Experian has been fined $650,000 for violating spam laws. And the American Justice Department and trade regulator
also slapped a permanent injunction on the company
forbidding them from f***ing around anymore.
From The Verge, quote,
If you've been unlucky enough to receive experience spam,
you may already know the format.
A new car has been noticed on your account.
Please confirm it.
You need dark web monitoring to protect you.
Or that old classic, boost your FICO score. When you log into your account, you're treated to a
page that wants you to upgrade your account or sign up for a loan, unquote. Indeed, email shown
in court documents actually have the audacity to start with, this is not a marketing email.
There is no unsubscribe link, only a note that customers can update
some alerts and communications preferences,
but will still, quote,
receive notifications like this one on account status.
A new study finds that of the marketers
currently using X or Instagram,
80% said they will try Meta's new Threads app, even though they realize
this will fragment their social outreach. The numbers come from Capterra's 2023 Social Media
Landscape Survey. We have a link to that report in our newsletter, which you can subscribe to for
free by tapping the link in the show notes. 66% say they think Threads will weaken the marketing
potential of Instagram and Facebook.
And more than two-thirds of marketers say their brand has indeed created an account on at least one upstart Twitter competitor like Mastodon or Blue Sky.

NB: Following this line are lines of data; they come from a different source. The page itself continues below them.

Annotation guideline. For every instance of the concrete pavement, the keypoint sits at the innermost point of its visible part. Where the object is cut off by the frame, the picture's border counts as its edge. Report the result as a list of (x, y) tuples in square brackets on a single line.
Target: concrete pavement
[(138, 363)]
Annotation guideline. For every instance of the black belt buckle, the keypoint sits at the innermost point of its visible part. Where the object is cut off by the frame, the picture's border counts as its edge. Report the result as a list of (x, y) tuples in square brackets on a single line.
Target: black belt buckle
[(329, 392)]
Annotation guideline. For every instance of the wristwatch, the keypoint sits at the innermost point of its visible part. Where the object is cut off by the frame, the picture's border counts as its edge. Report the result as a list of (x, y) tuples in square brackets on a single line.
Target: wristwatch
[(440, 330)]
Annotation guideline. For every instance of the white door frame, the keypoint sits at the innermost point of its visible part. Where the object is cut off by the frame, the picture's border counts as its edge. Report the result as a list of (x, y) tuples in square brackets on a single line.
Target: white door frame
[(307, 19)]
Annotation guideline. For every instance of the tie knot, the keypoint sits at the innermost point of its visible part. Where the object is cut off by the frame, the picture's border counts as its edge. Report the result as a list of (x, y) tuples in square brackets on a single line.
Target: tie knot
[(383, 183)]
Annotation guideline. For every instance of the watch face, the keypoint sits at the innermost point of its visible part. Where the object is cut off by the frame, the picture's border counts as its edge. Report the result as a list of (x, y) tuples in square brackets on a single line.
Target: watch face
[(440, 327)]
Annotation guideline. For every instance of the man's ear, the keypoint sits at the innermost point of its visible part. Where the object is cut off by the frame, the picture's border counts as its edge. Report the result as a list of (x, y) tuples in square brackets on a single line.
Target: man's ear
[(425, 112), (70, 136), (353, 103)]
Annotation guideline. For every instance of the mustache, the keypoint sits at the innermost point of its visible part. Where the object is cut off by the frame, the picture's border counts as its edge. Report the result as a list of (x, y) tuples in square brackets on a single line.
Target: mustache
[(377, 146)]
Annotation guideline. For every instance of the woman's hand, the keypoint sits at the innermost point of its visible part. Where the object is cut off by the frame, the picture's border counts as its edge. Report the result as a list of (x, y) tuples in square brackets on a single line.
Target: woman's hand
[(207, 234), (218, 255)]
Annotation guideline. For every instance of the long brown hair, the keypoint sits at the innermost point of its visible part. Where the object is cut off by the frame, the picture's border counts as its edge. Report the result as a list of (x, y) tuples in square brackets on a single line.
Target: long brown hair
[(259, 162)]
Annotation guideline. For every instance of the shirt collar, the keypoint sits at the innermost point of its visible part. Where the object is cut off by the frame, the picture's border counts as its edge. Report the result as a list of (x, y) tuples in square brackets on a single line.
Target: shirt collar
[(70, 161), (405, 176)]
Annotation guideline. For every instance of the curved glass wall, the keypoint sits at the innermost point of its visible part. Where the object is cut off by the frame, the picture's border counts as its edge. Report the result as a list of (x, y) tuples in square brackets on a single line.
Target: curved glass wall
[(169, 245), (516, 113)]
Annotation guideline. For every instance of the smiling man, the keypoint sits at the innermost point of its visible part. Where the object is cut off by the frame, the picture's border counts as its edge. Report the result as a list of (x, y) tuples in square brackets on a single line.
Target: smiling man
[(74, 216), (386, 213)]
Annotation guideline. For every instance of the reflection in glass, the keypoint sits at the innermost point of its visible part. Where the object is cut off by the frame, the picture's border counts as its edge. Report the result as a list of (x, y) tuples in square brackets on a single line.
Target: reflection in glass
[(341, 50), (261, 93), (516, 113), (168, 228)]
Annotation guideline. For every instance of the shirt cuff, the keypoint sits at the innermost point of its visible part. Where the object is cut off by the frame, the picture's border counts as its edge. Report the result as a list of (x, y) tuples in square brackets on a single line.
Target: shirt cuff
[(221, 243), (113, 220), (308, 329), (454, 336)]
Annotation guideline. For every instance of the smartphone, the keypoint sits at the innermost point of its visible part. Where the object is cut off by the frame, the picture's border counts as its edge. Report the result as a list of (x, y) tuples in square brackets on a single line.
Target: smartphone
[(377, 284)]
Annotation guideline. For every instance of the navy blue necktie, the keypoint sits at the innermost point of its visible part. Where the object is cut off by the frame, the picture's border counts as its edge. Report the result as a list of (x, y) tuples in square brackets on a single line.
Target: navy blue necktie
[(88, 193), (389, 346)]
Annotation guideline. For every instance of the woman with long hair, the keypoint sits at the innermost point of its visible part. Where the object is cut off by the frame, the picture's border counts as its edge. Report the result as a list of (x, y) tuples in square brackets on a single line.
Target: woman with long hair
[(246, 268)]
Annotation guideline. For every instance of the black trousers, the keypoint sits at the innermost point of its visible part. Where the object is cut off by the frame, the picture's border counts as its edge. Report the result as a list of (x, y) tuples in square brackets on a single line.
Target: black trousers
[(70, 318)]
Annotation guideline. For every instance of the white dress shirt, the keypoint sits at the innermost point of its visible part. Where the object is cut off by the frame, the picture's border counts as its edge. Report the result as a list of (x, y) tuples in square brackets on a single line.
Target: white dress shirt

Quoting a marketing analyst at Capterra,
Experimenting with new social media platforms should be encouraged, but avoid overcommitting.
Marketers need to assess whether they're equipped to manage another platform, if the app delivers on safety and security,
and if the platform offers must-have capabilities or features, unquote.
Their study found 52% of marketers polled said they were likely to use Threads because they believe
it has better user safety and security. Do you have business insurance? If not, how would you pay to recover
from a cyber attack, fire damage, theft, or a lawsuit? No business or profession is risk-free.
Without insurance, your assets are at risk from major financial losses, data breaches,
and natural disasters. Get customized coverage today starting at $19 per month at zensurance.com.
Be protected. Be Zen.
Web traffic coming from X, formerly Twitter, has declined sharply in the past year.
The parent company of WordPress says traffic from X to a sample of large and small news websites
fell by an average of 24% from the first half of last year to the first half of this year.
A source of the New York Times told Digiday they'd seen a sharp drop since X started throttling links
to the news site, artificially adding a four to five second delay before the site loaded.
It's not clear why X implemented those delays on the Times and a handful of other news sites
and competitors.
But I don't think you need a PhD in psychology to understand how Elon Musk thinks.
Several months ago, Twitter inaccurately labeled several national public broadcasters like
America's NPR and Canada's CBC as state-owned media. Both those large networks stopped posting
on Twitter and have not returned, despite the labels being removed.
As for regular websites like the kind brands and marketers manage, those too are seeing drops in traffic as X's user base and engagement continues to fall.
An executive at a large lifestyle site told Digiday this week they saw traffic from X drop by 72% year over year.
But they weren't really concerned because traffic from X now only accounts for 2% of the company's organic traffic this year.
That's half of what it was last year.
Statistica forecasts that X will end the year with 4% fewer monthly active users than it had at the end of last year.
Also still dropping?
Advertisers.
A media radar analysis found that of the 3,100 brands left advertising on X in May.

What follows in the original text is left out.